All swords are heavy root feeders so without any enhanced substrate or root tabs,they will die. Also I find that if you crowd them with other plants or against the tank like you have them, they tend to not grow and eventually wilt. They will also benefit from liquid ferts as well like SeaChem Flourish Comprehensive.


----------



## Micho (Aug 22, 2011)

Get root tabs, spread them apart, don't clump them up.

Liquid ferts aren't that needed for them.

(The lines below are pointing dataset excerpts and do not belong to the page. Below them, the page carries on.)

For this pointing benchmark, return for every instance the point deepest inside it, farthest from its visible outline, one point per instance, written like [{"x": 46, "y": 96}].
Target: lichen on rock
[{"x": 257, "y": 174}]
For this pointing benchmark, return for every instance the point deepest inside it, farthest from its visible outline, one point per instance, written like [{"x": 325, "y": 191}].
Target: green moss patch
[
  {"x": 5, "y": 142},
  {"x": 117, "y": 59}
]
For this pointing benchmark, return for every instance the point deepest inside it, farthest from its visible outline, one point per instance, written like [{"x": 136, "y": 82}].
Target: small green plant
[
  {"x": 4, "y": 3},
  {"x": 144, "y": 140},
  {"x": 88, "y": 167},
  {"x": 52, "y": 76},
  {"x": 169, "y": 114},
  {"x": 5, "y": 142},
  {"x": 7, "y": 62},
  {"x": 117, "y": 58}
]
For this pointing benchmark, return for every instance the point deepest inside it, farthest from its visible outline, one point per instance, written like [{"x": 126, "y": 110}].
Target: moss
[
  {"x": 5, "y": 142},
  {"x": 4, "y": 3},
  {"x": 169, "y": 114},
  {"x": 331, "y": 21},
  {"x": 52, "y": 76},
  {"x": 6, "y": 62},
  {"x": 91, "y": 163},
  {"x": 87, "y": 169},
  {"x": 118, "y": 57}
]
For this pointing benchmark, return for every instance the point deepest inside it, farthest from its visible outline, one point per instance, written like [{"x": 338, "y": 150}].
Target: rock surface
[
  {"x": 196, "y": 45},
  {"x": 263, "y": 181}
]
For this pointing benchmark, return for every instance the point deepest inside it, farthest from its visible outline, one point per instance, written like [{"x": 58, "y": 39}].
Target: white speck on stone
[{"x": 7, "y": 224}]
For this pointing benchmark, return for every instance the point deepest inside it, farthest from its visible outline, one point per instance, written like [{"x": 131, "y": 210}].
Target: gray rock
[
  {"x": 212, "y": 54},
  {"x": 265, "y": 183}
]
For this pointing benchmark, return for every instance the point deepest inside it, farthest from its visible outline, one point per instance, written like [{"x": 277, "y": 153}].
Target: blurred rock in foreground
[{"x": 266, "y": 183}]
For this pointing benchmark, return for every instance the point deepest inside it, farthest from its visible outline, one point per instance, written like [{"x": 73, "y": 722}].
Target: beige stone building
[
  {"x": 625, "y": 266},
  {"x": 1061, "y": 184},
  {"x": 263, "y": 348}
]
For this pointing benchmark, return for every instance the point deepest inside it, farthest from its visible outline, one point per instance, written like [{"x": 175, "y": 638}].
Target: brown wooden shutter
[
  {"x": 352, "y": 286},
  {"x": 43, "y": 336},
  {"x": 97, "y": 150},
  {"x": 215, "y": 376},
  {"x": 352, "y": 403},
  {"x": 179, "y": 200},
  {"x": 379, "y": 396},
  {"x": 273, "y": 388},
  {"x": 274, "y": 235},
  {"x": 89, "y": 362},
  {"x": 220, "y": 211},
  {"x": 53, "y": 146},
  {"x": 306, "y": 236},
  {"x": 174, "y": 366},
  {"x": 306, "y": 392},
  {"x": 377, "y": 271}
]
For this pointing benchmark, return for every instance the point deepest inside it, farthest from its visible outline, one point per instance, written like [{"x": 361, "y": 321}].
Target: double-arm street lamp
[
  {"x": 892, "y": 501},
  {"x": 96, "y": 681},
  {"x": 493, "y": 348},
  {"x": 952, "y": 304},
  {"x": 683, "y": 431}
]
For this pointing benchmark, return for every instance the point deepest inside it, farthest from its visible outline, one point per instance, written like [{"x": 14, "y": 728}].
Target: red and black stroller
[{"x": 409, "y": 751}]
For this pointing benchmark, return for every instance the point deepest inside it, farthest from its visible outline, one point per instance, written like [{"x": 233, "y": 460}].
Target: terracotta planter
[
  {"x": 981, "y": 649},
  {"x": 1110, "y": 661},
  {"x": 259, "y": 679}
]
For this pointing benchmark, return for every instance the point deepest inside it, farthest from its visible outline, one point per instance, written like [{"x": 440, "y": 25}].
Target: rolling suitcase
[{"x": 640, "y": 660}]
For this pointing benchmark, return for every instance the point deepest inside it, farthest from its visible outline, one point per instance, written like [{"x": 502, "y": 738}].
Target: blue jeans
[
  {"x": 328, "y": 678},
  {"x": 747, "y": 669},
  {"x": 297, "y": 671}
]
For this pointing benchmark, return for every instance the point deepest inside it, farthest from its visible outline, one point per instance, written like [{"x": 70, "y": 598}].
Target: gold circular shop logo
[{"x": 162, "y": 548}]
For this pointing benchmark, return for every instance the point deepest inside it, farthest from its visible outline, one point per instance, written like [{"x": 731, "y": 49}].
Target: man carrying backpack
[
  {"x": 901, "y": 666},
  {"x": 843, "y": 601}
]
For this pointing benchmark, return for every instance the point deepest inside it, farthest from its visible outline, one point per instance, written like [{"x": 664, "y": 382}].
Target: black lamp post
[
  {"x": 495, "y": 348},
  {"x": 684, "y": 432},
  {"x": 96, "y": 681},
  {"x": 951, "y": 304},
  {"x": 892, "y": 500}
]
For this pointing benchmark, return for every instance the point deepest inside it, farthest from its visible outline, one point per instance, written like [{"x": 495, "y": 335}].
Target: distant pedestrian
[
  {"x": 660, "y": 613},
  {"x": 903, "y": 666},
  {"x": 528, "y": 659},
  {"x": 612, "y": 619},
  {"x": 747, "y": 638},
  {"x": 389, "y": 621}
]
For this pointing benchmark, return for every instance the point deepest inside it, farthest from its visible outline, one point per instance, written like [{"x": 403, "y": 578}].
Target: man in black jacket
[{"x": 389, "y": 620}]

Also to encourage growth, you're supposed to pluck off the damage leaves and the old leaves, plants take awhile to adjust to new tanks.


----------



## lilnaugrim (Mar 27, 2013)

Liquid fert's aren't the main fert that they should be getting but nonetheless it will help and increase growth. It takes from the water column as any other plant with leaves do, but it focuses more on it's roots. Here's a good article about swords: http://aqualandpetsplus.com/Decor Amazon Sword.htm


----------



## Graceful (Apr 30, 2013)

THANK YOU! Root tabs and space them out a little more, then?


----------



## lilnaugrim (Mar 27, 2013)

Yep, that should do it! Also pick off brown and dying leaves. Swords don't regenerate so pluck off the stem right from the crown and it will start sending out new leaves. I tend to pick off all the floppy leaves and then new, firmer leaves started to grow out after I started root tabs and SeaChem Flourish ^_^


----------



## Oldfishlady (Mar 1, 2010)

With rosette plants like swords-be sure the crown is slightly above the substrate line-otherwise it will rot.

The way I plant my rosette like swords, vals, sags...etc....I cram the roots into the substrate-then give the plant a slight tug to bring the crown above the substrate line. IME it is better to plant the rosettes too shallow than too deep.

Also, depending on how the plant was grown at the nursery-you might be seeing a normal leaf change over. Most nursery will grow the rosette plants with leaves out of the water for faster growth, limit snails and algae issue. The sword leaves will change to underwater leaves over time once they are planted in the aquarium. As the leaves die off they will be replaced with the new underwater leaves. Keep pinching the dead/dying leaves as needed.

As long as the sword is planted properly, receives the proper color temp light, correct photoperiod and food-They should start to thrive within a few weeks of planting.

Can you post a pic, how old are your light bulbs and what is your PP on the 6500k florescent bulbs.


----------



## darkangel (Jun 11, 2013)

I don't own any swords but I read from forum posts, etc is that, swords don't do well when you have too many in a tank either. 

I believe amazon swords get extremely large, so I were you, maybe try to trade you swords for some other slow growing/hardy plants? Maybe keep 1 or 2 of your swords and trade them from anubias or java fern? They are also root feeders so they can go hand in hand with your sword


----------